A few years ago, Dyson was part of another team that discovered several novel species of Streptomyces in the Boho Highlands in Northern Ireland, an area known for its biodiversity. The landscape is made up of limestone, highly acidic bogs, and alkaline grasslands, and the challenges of these features—as in the Gobi Desert—offer a unique environment for tougher bacteria to potentially evolve. For centuries, the land—which was occupied by Druids 1,500 years ago—has held a mystical reputation, with the soil especially known for its healing and curative powers, often used in tinctures and to treat wounds.
Gerry Quinn, a scientist on the team who used to live in Boho, says that his great uncle was a local healer in the area and was known to hold the cure for several ailments. “There were always tales of people who had the ‘cure,’” says Quinn. “It was really a closely guarded secret of a medicine passed down from one generation to the next, with very strict rules. You couldn’t sell the cure, you couldn’t trick the person seeking the cure, and you had to make it exactly as you were taught.”
Recalling such lore, Quinn returned to the land where he used to gather hay and instead gathered samples of bacteria. The scientists discovered that one of the strains of bacteria, which the team named Streptomyces sp. myrophorea, was able to combat four of the top six antibiotic-resistant pathogens, including MRSA.

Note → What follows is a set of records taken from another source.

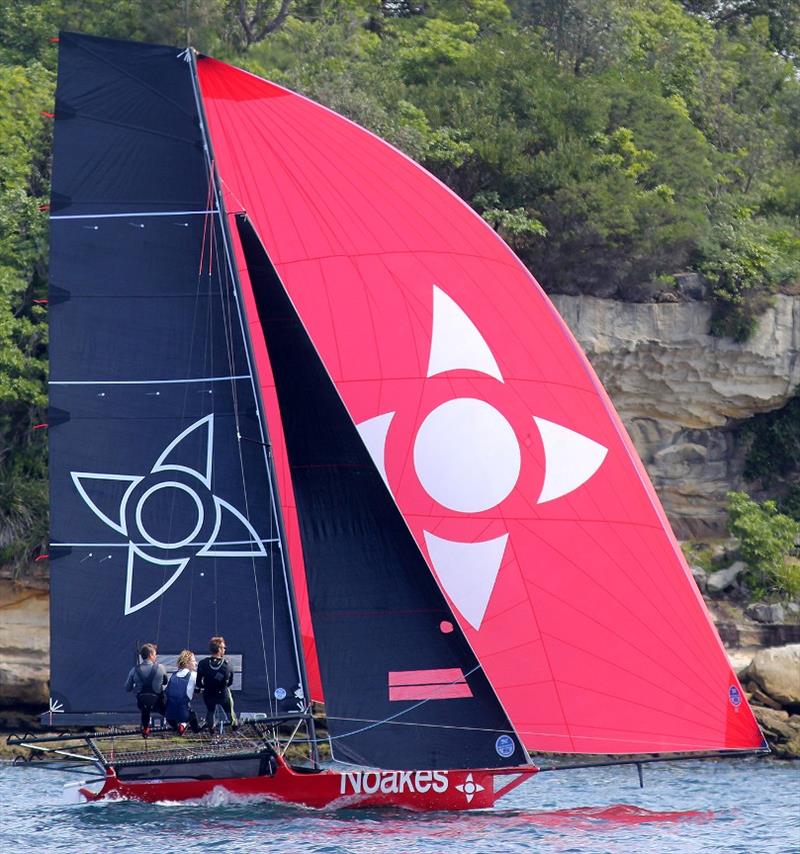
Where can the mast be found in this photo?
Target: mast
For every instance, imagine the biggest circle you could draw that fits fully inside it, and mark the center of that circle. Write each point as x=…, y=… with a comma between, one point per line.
x=263, y=440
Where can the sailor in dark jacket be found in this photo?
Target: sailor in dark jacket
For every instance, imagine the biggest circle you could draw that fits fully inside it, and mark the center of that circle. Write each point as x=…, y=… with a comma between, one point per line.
x=148, y=679
x=214, y=678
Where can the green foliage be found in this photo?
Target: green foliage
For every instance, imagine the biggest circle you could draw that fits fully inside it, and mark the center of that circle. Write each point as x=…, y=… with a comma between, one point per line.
x=774, y=445
x=767, y=539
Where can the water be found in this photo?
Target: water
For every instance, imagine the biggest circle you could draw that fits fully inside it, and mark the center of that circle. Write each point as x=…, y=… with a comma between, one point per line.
x=746, y=805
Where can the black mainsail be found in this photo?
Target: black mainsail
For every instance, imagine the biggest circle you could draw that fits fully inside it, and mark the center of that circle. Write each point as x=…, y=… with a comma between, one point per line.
x=163, y=519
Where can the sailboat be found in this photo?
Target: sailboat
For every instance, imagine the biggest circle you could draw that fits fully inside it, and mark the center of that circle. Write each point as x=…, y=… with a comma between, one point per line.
x=303, y=396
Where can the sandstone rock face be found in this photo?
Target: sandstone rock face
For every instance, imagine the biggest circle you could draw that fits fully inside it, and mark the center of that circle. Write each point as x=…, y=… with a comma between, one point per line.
x=24, y=646
x=679, y=391
x=777, y=672
x=723, y=578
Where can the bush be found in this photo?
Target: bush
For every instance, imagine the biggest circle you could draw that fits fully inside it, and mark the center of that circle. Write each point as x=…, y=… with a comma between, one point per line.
x=767, y=540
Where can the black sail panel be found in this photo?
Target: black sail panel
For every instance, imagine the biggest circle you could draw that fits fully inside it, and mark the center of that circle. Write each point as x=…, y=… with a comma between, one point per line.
x=403, y=689
x=163, y=522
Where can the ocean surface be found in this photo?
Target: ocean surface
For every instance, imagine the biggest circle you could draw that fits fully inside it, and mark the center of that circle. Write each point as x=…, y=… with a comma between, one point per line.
x=745, y=805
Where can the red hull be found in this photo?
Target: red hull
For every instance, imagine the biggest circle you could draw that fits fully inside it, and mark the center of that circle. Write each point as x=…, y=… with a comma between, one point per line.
x=414, y=790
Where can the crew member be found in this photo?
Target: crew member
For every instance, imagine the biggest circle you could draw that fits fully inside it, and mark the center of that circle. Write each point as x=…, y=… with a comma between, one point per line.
x=148, y=678
x=214, y=677
x=179, y=693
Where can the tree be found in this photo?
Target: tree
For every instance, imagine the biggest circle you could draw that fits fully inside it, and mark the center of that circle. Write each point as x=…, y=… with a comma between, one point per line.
x=767, y=539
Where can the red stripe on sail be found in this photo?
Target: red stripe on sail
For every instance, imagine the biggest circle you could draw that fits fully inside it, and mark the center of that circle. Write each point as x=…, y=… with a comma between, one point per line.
x=430, y=692
x=426, y=677
x=444, y=684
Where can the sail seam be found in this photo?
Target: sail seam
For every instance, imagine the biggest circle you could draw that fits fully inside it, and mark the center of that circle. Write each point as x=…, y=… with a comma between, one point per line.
x=131, y=214
x=153, y=382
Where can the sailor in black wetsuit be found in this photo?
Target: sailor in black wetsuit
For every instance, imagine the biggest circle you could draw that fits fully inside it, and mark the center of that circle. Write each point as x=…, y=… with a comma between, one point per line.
x=148, y=679
x=214, y=678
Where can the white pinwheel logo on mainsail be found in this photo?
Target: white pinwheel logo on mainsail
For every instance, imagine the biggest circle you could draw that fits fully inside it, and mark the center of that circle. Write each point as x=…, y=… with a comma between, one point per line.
x=457, y=478
x=170, y=478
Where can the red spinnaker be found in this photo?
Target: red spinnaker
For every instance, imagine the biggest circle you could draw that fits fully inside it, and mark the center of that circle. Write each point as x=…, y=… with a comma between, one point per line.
x=495, y=437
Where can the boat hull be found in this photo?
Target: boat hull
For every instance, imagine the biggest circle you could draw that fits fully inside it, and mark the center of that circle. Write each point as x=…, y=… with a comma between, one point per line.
x=333, y=789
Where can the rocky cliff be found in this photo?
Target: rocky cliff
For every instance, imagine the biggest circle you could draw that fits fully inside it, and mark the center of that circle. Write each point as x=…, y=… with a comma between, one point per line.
x=681, y=391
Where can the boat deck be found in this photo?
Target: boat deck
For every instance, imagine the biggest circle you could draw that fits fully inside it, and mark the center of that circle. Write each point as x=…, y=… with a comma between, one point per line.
x=127, y=748
x=166, y=746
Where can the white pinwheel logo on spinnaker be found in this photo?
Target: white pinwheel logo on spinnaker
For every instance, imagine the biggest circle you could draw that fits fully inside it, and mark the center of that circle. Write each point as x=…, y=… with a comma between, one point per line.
x=453, y=475
x=175, y=482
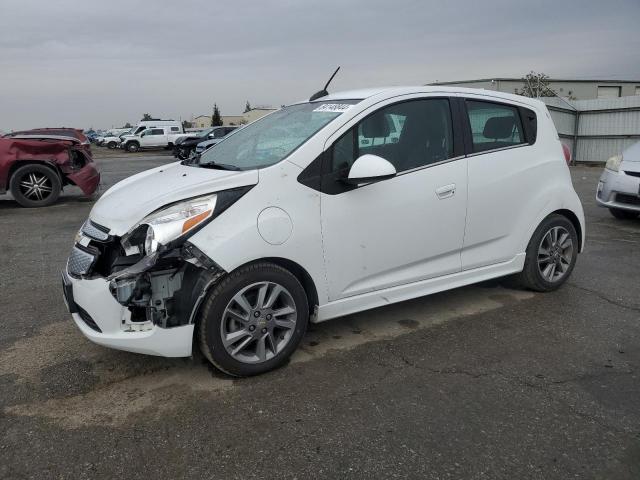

It’s important to note that the discovery of these microbes is only the first of many steps in developing new antibiotic drugs. Very few newly discovered substances will end up becoming a medication, whether because of their toxicity to humans or a variety of other factors. And even once those hurdles have been jumped, years of clinical trials follow.
Still, Dyson is hopeful that the key to overcoming AMR is out there in nature, and that with the newly discovered tRNA gene, scientists will be able to make the most of what comes to light. For now, though, the search for promising bacteria continues—meaning that researchers will keep venturing out into Earth’s most extreme environments.